A Much Needed Reminder


It was in my eighth week of clinical learning that I witnessed my first death. The inevitable day in my career in medicine arrived early. A moment that I hadn’t thought much about prior to it happening. I assumed that because I was a medical student I would be able to brush it aside.

The man was not 85 years old, or living a helpless life. He didn’t slip away easily in his sleep. He was middle aged, previously healthy, and due to be picked up by his family one hour after his code blue call was rung up.

It wasn’t until a tutorial later that day, about four hours later, that a sense of anger and sadness really set into me. I was quiet in the tute, and couldn’t wait to get home. I called my parents and best friend for a chat, to talk through what I had seen. I tried to reason with myself that like the rest of the people in the room I just had to get used to seeing situations like this – prolonged, violent, perhaps futile resuscitation attempts.
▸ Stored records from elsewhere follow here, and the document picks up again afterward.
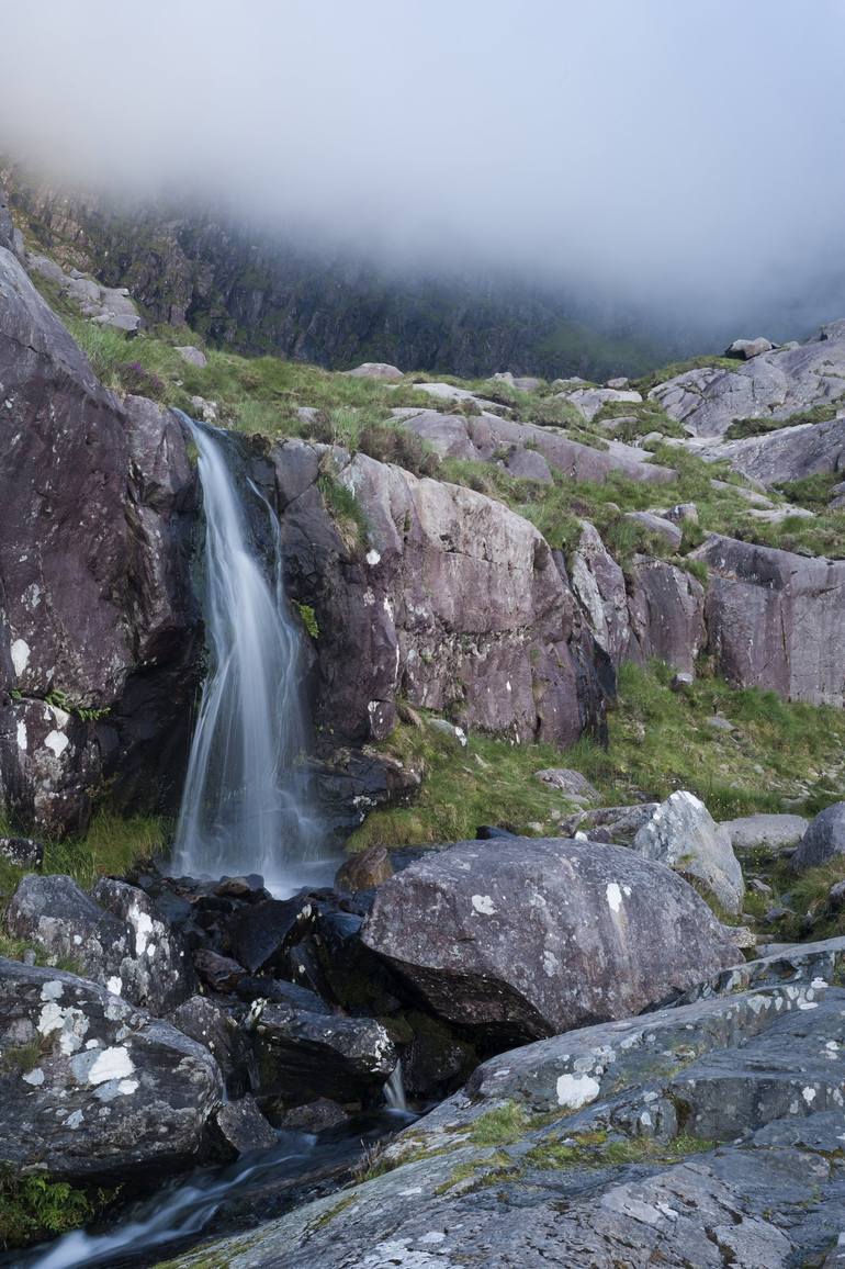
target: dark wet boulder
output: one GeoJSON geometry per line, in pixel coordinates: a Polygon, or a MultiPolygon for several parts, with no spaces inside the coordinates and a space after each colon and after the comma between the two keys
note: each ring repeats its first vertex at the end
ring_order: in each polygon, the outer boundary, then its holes
{"type": "Polygon", "coordinates": [[[285,948],[299,943],[315,917],[307,895],[266,898],[242,907],[232,925],[232,953],[250,973],[274,964],[285,948]]]}
{"type": "Polygon", "coordinates": [[[69,1180],[195,1161],[222,1098],[207,1048],[98,983],[0,961],[0,1162],[69,1180]]]}
{"type": "Polygon", "coordinates": [[[164,1014],[193,990],[181,940],[134,886],[102,878],[95,897],[71,877],[23,877],[5,915],[15,938],[70,961],[117,996],[164,1014]],[[98,902],[100,900],[102,902],[98,902]]]}
{"type": "Polygon", "coordinates": [[[794,872],[806,872],[807,868],[818,868],[839,855],[845,855],[845,802],[835,802],[811,820],[792,857],[790,867],[794,872]]]}
{"type": "Polygon", "coordinates": [[[374,1096],[398,1055],[372,1018],[311,1014],[285,1005],[254,1006],[259,1091],[289,1105],[313,1098],[374,1096]]]}
{"type": "Polygon", "coordinates": [[[433,851],[381,887],[362,938],[436,1015],[497,1041],[638,1013],[738,958],[669,868],[565,839],[433,851]]]}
But, I realised that even though one day in the future I will be more accustomed to it, that does not detract from the scenario that I witnessed. Because one day I will likely be desensitised to a situation like this, does not mean that I am expected from the start of my clinical days to be able to handle it. When I told my friends who study medicine what had happened, they did not seem surprised or concerned. They almost played it down. I felt like it was expected of me, as a medical student to already be able to cope perfectly with a situation like this simply because I was studying medicine.
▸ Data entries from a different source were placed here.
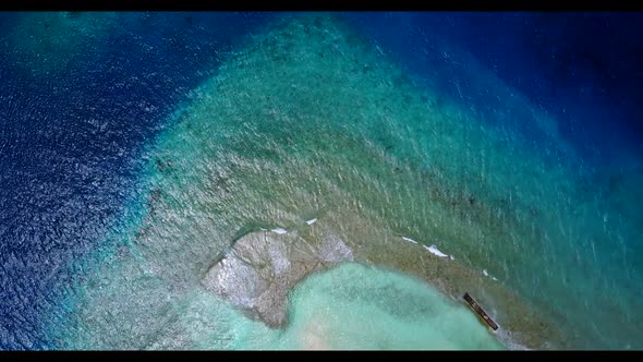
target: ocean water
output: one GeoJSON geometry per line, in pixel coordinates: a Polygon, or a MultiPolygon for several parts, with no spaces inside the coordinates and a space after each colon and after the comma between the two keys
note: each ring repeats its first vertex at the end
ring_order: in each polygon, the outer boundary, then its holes
{"type": "Polygon", "coordinates": [[[1,348],[643,347],[640,126],[453,33],[506,15],[2,16],[1,348]],[[276,228],[355,261],[270,328],[203,280],[276,228]]]}

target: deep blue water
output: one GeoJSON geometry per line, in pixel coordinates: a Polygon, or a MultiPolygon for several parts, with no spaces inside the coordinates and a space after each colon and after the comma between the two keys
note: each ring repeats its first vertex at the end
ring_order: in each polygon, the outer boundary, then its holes
{"type": "MultiPolygon", "coordinates": [[[[0,14],[0,349],[38,349],[49,346],[40,317],[73,277],[65,265],[136,195],[143,147],[226,51],[276,14],[121,14],[101,51],[48,77],[11,57],[16,16],[0,14]]],[[[597,168],[643,154],[643,14],[343,16],[420,76],[444,62],[437,43],[468,51],[553,114],[597,168]]],[[[447,71],[439,87],[454,94],[462,82],[493,110],[480,85],[447,71]]]]}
One year on and I am still not accustomed to seeing death regularly. I am still taken aback by it. But because of this, I have learnt a valuable lesson. Before this situation, I had never seen death – the consequence of poor health, the thing medical staff try desperately to prevent. Because of this, I fell into the trap of seeing patients as disease rather than people. When I waited in line for a coffee in the hospital foyer I did not think about the situation of the many people around me.
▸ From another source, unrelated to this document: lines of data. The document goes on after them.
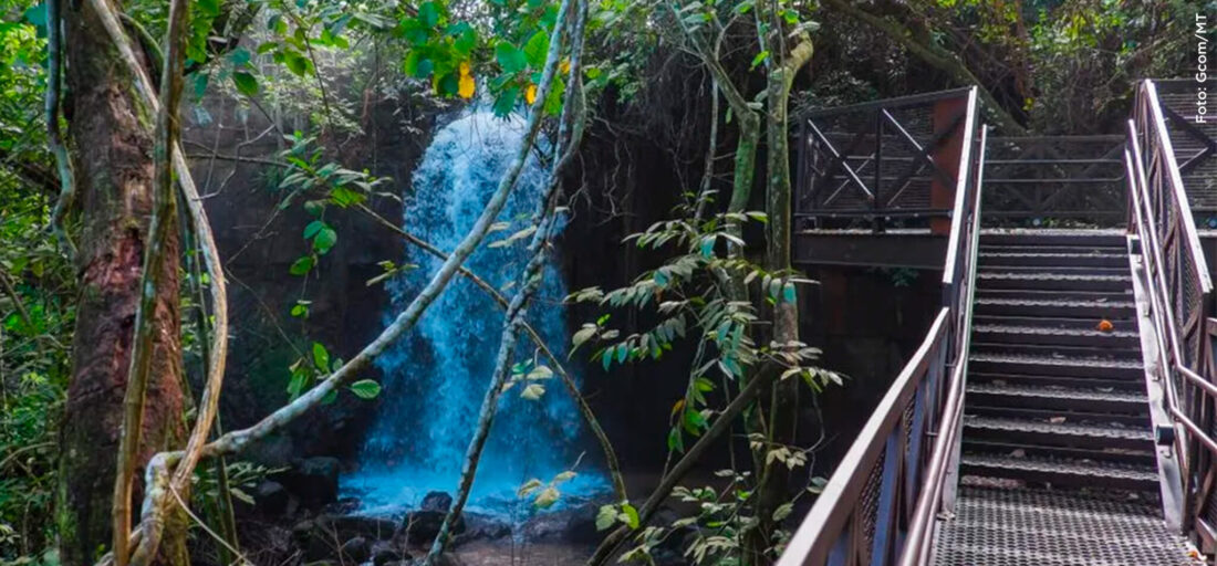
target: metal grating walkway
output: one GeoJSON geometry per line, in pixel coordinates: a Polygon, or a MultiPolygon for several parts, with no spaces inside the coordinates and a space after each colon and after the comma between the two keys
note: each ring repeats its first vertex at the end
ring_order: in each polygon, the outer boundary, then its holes
{"type": "Polygon", "coordinates": [[[1047,489],[960,488],[937,566],[1194,566],[1144,500],[1047,489]]]}

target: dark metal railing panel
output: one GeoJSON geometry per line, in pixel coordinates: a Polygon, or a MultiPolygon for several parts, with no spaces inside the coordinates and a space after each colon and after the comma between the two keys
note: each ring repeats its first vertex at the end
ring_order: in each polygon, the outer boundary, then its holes
{"type": "Polygon", "coordinates": [[[910,553],[925,555],[933,510],[943,500],[949,506],[954,491],[943,478],[954,454],[938,438],[958,437],[961,425],[957,409],[966,370],[980,234],[978,163],[985,156],[975,102],[976,93],[969,90],[960,124],[968,142],[952,172],[959,183],[943,264],[943,308],[803,519],[780,566],[894,565],[910,553]]]}
{"type": "MultiPolygon", "coordinates": [[[[1138,86],[1125,152],[1129,176],[1129,231],[1140,239],[1145,290],[1157,338],[1155,375],[1166,413],[1174,421],[1173,447],[1182,483],[1180,527],[1217,549],[1212,538],[1215,506],[1213,286],[1200,247],[1179,161],[1154,82],[1138,86]]],[[[1160,431],[1161,433],[1162,431],[1160,431]]]]}
{"type": "Polygon", "coordinates": [[[881,231],[893,219],[949,217],[954,148],[966,145],[975,99],[969,88],[801,114],[797,225],[881,231]]]}
{"type": "Polygon", "coordinates": [[[1121,225],[1121,135],[989,139],[985,214],[1008,225],[1121,225]]]}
Most people only enter hospitals when they are sick, or someone they love is sick. This is something that I had lost sight of. When I saw sick patients I felt sorry for them, but I had lost the idea that these patients were people. They were people who were extremely worried about their health, and they had family that was worried too. I gained a sense of perspective, and I hope that even though I may become accustomed to death in the future, that I do not lose this.